The Process of Dibe Coding

Dibe Coding is built around a set of well-defined, practical steps — not a rigid formula, but a clear structure you can adapt to any project or tool. The list below highlights the key steps of the process in action:

  1. Decide — Assess whether a task should involve AI at all — or how it might need to be rethought before even creating the context. Sometimes the key is redefining the problem, not delegating it.

  2. Define — Shape the task through precise Task and Context Engineering, turning abstract goals into structured, AI-ready inputs. While Context Engineering is widely known, Task Engineering—introduced in the Dibe Coding methodology—focuses on structuring and dividing work so AI can execute it effectively.

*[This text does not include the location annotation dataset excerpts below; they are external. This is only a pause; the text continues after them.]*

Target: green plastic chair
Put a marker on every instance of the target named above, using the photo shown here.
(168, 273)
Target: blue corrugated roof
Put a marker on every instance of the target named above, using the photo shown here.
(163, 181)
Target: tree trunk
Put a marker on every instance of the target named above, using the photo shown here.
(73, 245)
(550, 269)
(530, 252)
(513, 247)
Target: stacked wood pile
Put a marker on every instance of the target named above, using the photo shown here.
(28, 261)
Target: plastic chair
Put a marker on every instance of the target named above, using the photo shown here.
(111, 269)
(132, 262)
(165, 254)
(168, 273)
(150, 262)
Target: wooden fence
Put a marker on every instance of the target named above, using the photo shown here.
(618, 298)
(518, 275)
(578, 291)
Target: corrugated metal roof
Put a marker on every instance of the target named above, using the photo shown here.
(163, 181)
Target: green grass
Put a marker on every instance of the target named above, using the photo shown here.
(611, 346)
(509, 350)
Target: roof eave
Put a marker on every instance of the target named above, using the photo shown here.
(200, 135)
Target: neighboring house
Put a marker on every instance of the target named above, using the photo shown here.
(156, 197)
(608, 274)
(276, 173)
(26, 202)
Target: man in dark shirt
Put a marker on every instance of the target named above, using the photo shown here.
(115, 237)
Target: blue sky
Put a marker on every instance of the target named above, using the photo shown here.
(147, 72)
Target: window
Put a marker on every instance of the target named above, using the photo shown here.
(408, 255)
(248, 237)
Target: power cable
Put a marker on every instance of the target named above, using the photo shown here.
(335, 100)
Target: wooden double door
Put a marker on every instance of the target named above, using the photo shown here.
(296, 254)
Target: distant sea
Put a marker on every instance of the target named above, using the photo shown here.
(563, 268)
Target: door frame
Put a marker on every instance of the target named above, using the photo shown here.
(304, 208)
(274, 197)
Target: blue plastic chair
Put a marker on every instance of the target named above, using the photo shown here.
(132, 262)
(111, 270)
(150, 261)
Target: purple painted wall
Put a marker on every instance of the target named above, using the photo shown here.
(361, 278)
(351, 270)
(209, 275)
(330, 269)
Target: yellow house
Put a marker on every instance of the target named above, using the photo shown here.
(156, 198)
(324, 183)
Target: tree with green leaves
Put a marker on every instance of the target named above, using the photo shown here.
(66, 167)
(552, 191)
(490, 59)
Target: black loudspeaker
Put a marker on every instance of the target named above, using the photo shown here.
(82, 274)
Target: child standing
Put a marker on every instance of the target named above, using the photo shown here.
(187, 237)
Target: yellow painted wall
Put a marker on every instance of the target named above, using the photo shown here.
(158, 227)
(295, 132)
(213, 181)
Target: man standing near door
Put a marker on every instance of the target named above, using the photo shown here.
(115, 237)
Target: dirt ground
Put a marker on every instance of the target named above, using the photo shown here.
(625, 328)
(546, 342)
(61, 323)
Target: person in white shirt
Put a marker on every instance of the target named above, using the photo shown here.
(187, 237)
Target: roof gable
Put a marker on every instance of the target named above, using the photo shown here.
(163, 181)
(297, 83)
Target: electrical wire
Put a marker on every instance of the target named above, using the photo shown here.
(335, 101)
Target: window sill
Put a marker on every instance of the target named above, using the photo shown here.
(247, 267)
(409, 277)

It’s key to turning vague goals into clear, actionable steps.

Excerpt from the Dibe Coding process — after every AI result, the developer reviews, decides, and chooses the next step.

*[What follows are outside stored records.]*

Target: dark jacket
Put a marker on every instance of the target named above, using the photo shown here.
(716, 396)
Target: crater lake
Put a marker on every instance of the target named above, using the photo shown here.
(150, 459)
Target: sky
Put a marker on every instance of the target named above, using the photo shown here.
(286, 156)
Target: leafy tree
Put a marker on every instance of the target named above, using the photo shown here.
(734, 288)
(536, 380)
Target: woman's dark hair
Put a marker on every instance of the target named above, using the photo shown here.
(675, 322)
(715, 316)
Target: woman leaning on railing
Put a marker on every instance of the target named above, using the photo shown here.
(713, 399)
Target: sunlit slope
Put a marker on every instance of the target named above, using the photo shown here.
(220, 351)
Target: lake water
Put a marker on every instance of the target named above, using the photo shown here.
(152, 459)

  1. Invoke & Await — Once the context is ready, feed it to the AI clearly and deliberately. Know exactly what you’re sending, why, and what you expect in return. Then use the waiting time productively — review related materials or plan next steps — so progress continues even while the AI “thinks.”

  2. Review & Decide — When the AI delivers results, that’s not the end — it’s the decision point. Evaluate the output critically and choose the next move: refine, redo, break it down, or move forward. This is where most materials stop, but Dibe Coding continues — teaching how to turn AI output into reliable progress, not just one-off results.

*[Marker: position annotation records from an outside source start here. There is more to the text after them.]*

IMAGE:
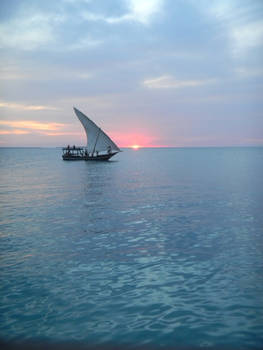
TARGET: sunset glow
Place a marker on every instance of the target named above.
(135, 146)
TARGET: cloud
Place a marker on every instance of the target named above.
(14, 132)
(141, 11)
(29, 31)
(247, 36)
(27, 107)
(32, 125)
(244, 28)
(168, 82)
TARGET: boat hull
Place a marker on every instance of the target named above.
(100, 157)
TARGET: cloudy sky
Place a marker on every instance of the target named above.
(149, 72)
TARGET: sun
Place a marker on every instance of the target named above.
(135, 146)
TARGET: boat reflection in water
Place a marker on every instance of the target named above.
(99, 145)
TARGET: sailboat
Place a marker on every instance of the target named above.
(99, 145)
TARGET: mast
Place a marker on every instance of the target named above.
(96, 141)
(96, 137)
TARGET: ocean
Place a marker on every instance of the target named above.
(157, 247)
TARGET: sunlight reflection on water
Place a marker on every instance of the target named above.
(129, 251)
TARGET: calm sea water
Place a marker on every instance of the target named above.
(158, 247)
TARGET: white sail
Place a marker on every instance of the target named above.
(97, 140)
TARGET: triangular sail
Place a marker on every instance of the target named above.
(97, 140)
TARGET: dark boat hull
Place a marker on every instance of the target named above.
(100, 157)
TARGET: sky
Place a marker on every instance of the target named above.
(173, 73)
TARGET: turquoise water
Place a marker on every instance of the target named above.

  3. Follow Up — Apply, refactor, or extend the result. This includes a wide range of practical actions: integrating code, improving documentation, reshaping the original task, or capturing reusable prompts and generic prompt optimizations. It’s where iteration turns into improvement — the step that closes the loop and builds momentum.

Each step comes with concrete, practical guidance — showing you not just what to do, but how to think and decide when working with AI in real-world conditions.

The result is a workflow that feels natural to developers, works across tools, and scales from solo work to full enterprise teams. You can learn more about the complete process in our article AI-Native Coding Process: Dibe Coding as well as in our breakout on Task engineering.

Dibe Coding Evolves With the Field

While Dibe Coding defines a default, structured way of performing every step in the AI development process, it is not a static framework. The world of AI coding evolves daily—new models, techniques, and tools emerge constantly. The strength of Dibe Coding lies in how naturally it accommodates these innovations.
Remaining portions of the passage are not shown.